CHP’nin ön seçimle belirlenecek cumhurbaşkanı aday adayı, TBB ve İBB Başkanı Ekrem İmamoğlu, Ege’de başlatıp, İç Anadolu’ya devam ettirdiği büyük yolculuğunu, Adana ve Antalya ile Akdeniz’e taşıdı. İmamoğlu, "Çalışma arkadaşlarımızı Emniyet Müdürlüğü’nden arayıp, ‘Savcılık sizi görüşmeye çağırıyor’ diyorlarmış. Arkadaşlarımız, ‘Avukatımı arayıp geliyorum’ deyince, ‘Avukata gerek yok, görüşecek sadece’ diyorlarmış" açıklamasında bulundu.

CHP’nin ön seçimle belirlenecek cumhurbaşkanı aday adayı, TBB ve İBB Başkanı Ekrem İmamoğlu, Ege’de başlatıp, İç Anadolu’ya devam ettirdiği büyük yolculuğunu, Adana ve Antalya ile Akdeniz’e taşıdı. 

Adana’nın ardından Antalya’da konuşan İmamoğlu, “Kendileri mevzubahis oldu mu ‘itibardan tasarruf olmaz’ deyip, har vurup harman savuruyorlar; vatandaşa gelince musluklar kısılıyor, vatandaşın payına sadece sabretmek düşüyor. Emekli, asgari ücretli, memur, çiftçi ve her meslekten emekçi açlığa ve yoksulluğa mahkum ediliyor. ‘Ekonomi uzmanıyım’ diye geçinenler, izledikleri yanlış politikalarla, milletin ocağına incir ağacı dikti” dedi. 

“Tek adamcı ve tepeden inme siyaseti dayatmak isteyen zihniyet” olarak tanımladığı iktidar kanadının ön seçimden çok korktuğunu vurgulayan İmamoğlu, “Zira, özgürlük ve demokrasi bulaşıcıdır. Onlar ülkeyi seçimsiz, sandıksız yönetme hevesleri kursalar da biz, onlara bu fırsatı vermeyeceğiz. Demokrasi tarihimizin bu çaptaki ilk büyük önseçimini en yüksek katılımla, en doğru ve en güzel şekliyle tamamlayacağız. Gerçek bir demokrasi şöleni yaşayacağız ve yaşatacağız. ‘Halksız siyaset’ heveslerini kursaklarında bırakacağız” diye konuştu. 

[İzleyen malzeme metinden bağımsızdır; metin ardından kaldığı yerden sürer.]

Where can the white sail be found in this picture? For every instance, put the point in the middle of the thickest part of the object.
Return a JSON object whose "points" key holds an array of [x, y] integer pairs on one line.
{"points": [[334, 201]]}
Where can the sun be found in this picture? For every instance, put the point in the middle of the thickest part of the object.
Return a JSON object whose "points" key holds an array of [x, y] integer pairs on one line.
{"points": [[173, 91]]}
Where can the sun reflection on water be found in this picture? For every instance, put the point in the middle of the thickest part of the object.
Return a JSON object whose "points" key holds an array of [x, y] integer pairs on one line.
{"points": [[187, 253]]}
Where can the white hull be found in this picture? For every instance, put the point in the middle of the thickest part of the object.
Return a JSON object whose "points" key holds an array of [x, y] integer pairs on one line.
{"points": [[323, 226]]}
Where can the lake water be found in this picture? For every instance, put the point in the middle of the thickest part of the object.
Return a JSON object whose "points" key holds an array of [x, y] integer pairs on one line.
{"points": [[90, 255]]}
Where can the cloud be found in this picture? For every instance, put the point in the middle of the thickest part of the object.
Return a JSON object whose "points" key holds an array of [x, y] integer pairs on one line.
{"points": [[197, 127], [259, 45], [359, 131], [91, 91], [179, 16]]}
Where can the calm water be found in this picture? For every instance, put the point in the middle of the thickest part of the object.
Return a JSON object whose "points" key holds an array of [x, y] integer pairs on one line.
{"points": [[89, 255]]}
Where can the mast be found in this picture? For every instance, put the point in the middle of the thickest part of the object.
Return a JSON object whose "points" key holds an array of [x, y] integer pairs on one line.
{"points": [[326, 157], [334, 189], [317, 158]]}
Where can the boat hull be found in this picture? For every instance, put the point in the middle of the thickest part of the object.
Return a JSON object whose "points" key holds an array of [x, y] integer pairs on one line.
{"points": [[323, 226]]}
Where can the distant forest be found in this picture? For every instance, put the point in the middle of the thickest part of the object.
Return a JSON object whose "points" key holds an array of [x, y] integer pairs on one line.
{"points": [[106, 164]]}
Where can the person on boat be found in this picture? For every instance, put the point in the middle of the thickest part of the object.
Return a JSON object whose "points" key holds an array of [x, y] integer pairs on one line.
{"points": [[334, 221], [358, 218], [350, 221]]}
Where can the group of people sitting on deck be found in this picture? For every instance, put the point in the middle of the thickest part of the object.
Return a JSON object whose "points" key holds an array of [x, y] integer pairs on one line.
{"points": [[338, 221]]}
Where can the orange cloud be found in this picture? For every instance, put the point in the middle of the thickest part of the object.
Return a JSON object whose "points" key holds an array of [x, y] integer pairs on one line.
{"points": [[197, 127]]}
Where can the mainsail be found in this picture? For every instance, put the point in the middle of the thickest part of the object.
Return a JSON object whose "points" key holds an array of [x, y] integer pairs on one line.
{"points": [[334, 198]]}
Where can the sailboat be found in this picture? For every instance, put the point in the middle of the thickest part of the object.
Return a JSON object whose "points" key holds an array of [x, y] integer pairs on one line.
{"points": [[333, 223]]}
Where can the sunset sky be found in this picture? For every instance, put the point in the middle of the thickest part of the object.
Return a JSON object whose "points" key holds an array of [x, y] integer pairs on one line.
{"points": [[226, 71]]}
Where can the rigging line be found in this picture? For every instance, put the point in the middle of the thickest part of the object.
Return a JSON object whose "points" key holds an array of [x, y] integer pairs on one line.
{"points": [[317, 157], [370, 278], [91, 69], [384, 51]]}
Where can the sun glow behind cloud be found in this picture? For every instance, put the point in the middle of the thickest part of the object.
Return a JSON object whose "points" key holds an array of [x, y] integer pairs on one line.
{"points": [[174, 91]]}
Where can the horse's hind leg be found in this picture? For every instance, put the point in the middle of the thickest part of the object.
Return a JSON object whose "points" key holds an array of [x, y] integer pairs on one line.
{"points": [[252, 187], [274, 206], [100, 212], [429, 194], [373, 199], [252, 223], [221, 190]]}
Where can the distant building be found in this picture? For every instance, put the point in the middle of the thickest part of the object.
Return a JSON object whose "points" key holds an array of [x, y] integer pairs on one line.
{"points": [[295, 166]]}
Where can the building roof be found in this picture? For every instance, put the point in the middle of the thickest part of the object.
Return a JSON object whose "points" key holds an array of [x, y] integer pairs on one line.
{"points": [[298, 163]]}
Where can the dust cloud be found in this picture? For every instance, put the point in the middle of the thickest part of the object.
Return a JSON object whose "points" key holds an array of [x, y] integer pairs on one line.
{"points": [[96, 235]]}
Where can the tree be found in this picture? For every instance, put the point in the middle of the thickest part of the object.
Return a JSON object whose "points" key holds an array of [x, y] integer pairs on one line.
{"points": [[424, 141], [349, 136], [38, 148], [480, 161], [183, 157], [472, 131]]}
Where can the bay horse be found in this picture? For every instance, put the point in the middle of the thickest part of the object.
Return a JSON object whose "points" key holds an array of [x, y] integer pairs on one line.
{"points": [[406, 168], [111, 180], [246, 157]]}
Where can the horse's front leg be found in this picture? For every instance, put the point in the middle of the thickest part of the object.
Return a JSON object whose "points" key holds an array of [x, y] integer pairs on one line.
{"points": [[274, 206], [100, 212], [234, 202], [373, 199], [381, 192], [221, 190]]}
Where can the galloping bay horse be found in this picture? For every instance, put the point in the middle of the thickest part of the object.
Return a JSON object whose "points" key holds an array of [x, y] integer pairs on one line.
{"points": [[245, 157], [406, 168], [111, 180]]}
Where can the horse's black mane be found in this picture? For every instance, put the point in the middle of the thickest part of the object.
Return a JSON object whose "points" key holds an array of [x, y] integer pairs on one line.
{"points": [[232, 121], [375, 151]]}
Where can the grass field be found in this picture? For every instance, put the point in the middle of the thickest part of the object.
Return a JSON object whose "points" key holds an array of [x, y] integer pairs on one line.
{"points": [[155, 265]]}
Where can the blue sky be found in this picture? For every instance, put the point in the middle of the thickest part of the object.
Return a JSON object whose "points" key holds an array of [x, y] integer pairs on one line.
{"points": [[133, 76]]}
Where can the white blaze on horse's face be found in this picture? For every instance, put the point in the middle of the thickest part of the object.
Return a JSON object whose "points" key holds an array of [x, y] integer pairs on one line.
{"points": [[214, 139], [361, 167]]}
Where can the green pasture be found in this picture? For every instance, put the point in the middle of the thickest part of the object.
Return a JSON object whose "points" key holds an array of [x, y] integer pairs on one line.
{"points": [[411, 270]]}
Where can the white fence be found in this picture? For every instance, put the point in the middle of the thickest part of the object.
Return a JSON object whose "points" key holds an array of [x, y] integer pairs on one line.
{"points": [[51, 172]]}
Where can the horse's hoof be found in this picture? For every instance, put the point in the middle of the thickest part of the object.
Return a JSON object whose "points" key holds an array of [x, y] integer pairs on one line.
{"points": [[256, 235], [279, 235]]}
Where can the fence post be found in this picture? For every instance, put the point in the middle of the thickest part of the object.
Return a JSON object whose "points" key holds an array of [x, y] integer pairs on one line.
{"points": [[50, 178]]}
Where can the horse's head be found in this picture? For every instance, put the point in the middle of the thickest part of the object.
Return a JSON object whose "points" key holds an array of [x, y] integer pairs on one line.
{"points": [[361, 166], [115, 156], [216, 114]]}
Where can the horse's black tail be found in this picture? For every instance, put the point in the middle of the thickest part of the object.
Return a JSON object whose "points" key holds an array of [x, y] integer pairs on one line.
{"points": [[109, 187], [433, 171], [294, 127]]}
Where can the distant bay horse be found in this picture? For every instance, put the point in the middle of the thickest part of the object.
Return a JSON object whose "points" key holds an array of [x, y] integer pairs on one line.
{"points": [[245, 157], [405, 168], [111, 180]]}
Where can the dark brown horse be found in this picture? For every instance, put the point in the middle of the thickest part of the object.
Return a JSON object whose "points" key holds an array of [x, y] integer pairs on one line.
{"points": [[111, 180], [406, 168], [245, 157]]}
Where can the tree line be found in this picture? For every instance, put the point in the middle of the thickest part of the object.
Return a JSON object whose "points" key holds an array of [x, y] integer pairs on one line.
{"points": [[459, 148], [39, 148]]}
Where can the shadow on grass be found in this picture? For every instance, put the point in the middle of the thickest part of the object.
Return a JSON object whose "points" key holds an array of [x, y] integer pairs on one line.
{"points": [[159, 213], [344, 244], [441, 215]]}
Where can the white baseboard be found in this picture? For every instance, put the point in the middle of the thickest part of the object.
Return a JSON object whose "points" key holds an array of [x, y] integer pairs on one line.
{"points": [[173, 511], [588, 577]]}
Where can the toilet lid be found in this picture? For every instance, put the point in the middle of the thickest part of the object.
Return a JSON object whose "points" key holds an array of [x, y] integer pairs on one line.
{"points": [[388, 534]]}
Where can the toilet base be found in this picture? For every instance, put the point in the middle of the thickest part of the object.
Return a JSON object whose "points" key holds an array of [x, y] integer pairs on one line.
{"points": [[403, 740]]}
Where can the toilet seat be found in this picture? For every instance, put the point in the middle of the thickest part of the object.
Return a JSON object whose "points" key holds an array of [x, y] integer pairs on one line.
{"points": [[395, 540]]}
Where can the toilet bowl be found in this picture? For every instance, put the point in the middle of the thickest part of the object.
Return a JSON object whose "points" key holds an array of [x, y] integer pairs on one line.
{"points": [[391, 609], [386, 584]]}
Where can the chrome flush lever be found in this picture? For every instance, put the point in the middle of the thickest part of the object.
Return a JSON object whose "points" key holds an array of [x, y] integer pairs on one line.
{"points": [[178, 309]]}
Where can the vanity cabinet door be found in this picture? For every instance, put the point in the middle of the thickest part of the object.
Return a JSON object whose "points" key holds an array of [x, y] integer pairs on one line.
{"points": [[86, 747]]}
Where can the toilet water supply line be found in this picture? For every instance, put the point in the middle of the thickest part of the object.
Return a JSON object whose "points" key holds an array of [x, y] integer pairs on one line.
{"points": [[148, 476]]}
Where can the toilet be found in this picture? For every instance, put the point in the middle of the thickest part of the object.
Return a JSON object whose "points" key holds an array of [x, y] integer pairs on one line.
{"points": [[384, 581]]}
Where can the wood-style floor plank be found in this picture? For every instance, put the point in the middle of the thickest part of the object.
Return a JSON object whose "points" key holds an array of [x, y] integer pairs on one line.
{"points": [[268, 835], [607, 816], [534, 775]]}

“Biz başarıya yaklaştıkça, iktidarın da zulmü artıyor” diyen İmamoğlu, kamuoyu ile ilginç bir bilgiyi daha paylaştı: “Biz, ‘Milleti birleştirelim, icraatı, hizmeti, liyakati ve refahı yaygınlaştıralım’ dedikçe, iktidarın algı operasyonları peş peşe geliyor. Şimdi de öğrendim ki, çalışma arkadaşlarımızı Emniyet Müdürlüğü’nden arayıp, ‘Savcılık sizi görüşmeye çağırıyor’ diyorlarmış. Arkadaşlarımız, ‘Avukatımı arayıp geliyorum’ deyince, ‘Avukata gerek yok, görüşecek sadece’ diyorlarmış. Ne demek ‘avukata gerek yok’ yahu? Böyle bir uygulama nerede var? Bakın; arkadaşımız avukatla adliyeye gitmekte ısrar edince, daveti yapan polise artık ulaşılmaz oluyor. Telefon numarası, Vatan Caddesi’ndeki Emniyet’e ait. Ne oluyor Allah aşkına? Hani hukuk devletiydik Sayın Adalet Bakanı? Hukukçu kimliğinle sor bakalım, hangi uygulamaya giriyormuş avukatsız savcı görüşmesi. Bunlar iyice şaşırdılar. Bunların yaptıkları şeytanın aklına gelmez, şeytanın.”

Cumhurbaşkanı Erdoğan’ın haftalar önce “Turpun büyüğü heybede” sözlerini kullandığını hatırlatan İmamoğlu, “Şunlara bak şunlara; hükümeti, yargısı kolluğu işi gücü bırakmış, benimle ilgili tertipler peşinde. Tek dertleri var; Ekrem İmamoğlu. Ekrem İmamoğlu kadar taş düşsün başına senin. Haksız, hukuksuz, gayrı meşru yollarla Ekrem İmamoğlu’nu yarış dışına atarsan, senin gireceğin yarış meşru olur mu? Bu millet, sana o yarışı yaptırmaz. Sen öyle bir yarışa sokturmaz” diye konuştu. 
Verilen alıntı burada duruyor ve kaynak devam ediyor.